И прежде всего нуждается в осмыслении проблема ролевой функции консерватизма в российской политической дискуссии, проблема приоритетов в идеологическом противостоянии, проблема определения той смысловой зоны в этом противостоянии, где российский политический консерватизм защищает передовые рубежи, подвергается агрессивному давлению и борется за инициативу.

2.
Сформулируем вопрос следующим образом: может ли быть выделена в русской истории — на всем протяжении существования понятия политического консерватизма — какая-то сущность, по отношению к которой консерватизм выступал бы в качестве альтернативы?
На официальном уровне таких сущностей довольно много. В XIX веке идеология, впоследствии обозначенная как консервативная (от славянофилов и Уварова до Достоевского и Победоносцева) противостояла широкому спектру идеологий — от умеренного западничества и официального государственного реформизма до радикального народнического социализма. В XX веке — накануне революции — после завершения политического проекта Столыпина и деградации режима консерватизм был все менее востребован и в какой-то момент достиг чуть ли не маргинального состояния, поскольку весь политический спектр революционизировался и резко сдвинулся влево: самыми «правыми» среди системных сил оказались кадеты и октябристы (по сути — лево-либеральные официозные прогрессисты), а те силы, которые продолжали обозначать свою позицию в качестве консервативных и про-монархических, оказались на обочине общественного мнения с ярлыком «черносотенцев» и «реакционеров». После большевистской революции произошла еще одна «спектральная катастрофа» — теперь «крайне правыми» и выведенными за пределы социальной приемлемости оказались вообще все политические силы и идеологии, кроме крайне левых. «Антисоветчики», с точки зрения обыденного советского сознания, не имели оттенков — всех объединял «право-левацкий троцкистско-бухаринский анархо-фашизм».

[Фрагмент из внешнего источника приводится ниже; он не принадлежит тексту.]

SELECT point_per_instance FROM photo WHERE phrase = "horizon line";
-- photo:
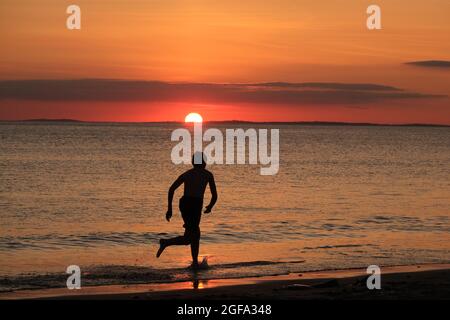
(343, 123)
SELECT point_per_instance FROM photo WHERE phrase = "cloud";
(431, 64)
(157, 91)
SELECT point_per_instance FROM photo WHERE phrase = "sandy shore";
(428, 281)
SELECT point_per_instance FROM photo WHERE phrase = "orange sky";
(229, 42)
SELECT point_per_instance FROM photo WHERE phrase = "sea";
(95, 195)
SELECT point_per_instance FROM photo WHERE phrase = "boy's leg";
(195, 246)
(176, 241)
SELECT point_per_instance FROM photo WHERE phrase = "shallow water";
(94, 195)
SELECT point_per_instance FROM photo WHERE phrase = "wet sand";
(429, 281)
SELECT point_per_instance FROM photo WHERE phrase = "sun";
(193, 117)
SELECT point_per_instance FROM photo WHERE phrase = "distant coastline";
(305, 123)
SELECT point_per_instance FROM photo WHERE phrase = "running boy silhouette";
(191, 203)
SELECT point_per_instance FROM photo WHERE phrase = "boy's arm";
(172, 189)
(212, 187)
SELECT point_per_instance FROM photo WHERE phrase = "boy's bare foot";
(162, 246)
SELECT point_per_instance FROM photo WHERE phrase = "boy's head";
(199, 160)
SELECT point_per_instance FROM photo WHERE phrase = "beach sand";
(428, 281)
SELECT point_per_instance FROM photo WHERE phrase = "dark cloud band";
(155, 91)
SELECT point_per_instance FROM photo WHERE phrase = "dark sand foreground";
(429, 281)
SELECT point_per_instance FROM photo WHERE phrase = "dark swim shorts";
(191, 211)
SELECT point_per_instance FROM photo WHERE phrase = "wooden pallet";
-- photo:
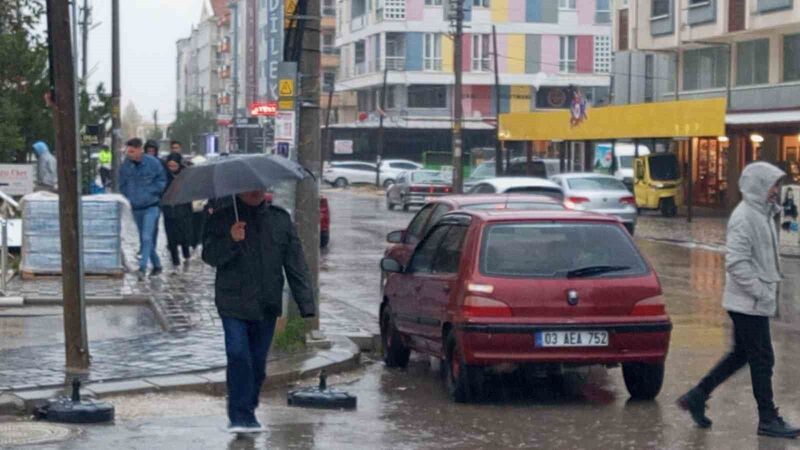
(27, 275)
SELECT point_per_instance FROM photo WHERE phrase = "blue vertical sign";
(274, 38)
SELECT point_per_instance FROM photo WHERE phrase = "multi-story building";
(545, 50)
(747, 51)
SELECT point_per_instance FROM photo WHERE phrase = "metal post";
(381, 141)
(458, 168)
(65, 121)
(116, 116)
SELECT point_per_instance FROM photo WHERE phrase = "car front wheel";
(395, 352)
(643, 380)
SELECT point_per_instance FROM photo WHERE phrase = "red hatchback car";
(541, 290)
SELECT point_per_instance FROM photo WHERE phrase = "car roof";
(459, 201)
(523, 215)
(510, 182)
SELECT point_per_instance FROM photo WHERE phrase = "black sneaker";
(777, 427)
(695, 402)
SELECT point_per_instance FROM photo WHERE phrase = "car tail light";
(653, 306)
(475, 306)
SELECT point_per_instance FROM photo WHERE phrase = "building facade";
(545, 49)
(747, 51)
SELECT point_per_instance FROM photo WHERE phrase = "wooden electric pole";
(458, 168)
(308, 146)
(66, 146)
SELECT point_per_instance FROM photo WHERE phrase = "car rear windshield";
(557, 250)
(540, 206)
(595, 184)
(431, 176)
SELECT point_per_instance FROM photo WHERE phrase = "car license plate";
(572, 339)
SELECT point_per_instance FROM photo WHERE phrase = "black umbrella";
(228, 176)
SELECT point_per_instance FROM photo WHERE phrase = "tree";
(190, 124)
(131, 121)
(24, 117)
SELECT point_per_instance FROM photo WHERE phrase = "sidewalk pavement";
(189, 353)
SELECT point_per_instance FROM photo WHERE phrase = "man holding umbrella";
(251, 244)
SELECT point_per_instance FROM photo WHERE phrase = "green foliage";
(292, 338)
(190, 124)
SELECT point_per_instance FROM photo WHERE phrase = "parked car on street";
(541, 291)
(413, 187)
(599, 193)
(392, 168)
(344, 173)
(518, 185)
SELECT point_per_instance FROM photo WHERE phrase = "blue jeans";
(246, 346)
(147, 223)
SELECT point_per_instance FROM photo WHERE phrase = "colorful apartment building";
(546, 49)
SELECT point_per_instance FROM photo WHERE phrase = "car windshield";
(485, 170)
(559, 250)
(431, 176)
(664, 167)
(595, 184)
(540, 206)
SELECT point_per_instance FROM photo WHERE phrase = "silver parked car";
(599, 193)
(413, 187)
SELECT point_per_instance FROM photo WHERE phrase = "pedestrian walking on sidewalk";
(178, 218)
(251, 255)
(142, 181)
(751, 298)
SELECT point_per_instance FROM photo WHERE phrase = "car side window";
(415, 228)
(448, 257)
(422, 261)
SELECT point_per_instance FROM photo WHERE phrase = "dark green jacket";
(250, 274)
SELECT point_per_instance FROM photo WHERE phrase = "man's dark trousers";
(752, 345)
(246, 346)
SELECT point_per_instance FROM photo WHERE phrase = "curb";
(343, 355)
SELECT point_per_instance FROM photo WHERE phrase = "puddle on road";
(43, 325)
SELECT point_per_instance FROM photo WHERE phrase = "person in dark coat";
(251, 256)
(178, 218)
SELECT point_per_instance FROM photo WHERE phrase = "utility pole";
(66, 145)
(116, 119)
(308, 146)
(381, 140)
(458, 168)
(235, 23)
(498, 146)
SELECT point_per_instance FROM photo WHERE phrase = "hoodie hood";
(756, 180)
(40, 148)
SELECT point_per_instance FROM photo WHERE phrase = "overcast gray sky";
(148, 31)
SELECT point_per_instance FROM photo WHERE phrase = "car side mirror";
(391, 265)
(395, 237)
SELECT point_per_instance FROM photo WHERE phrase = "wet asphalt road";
(401, 409)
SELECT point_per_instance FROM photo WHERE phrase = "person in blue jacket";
(142, 180)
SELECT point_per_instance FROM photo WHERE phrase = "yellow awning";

Во второй половине XX века — вплоть до революционных событий конца 80-х — «консерваторами» (и даже «правыми») все чаще называли ортодоксальных коммунистов, их «реакционный»  деспотический режим. На короткое время — с середины 80-х до начала 90-х — «консерваторами» стали противники сначала «перестройки», а потом — «радикальных реформ». И — повторимся — до начала нулевых практически никто не называл «консерватором» сам себя. Можно — анализируя такую богатую палитру — даже предположить, что словом «консерватизм» называют в российской политике в разные времена совершенно разные вещи, а противостоит «консерватизму» то одно, то другое. В таком утверждении, наверное, есть доля правды — но далеко не вся правда.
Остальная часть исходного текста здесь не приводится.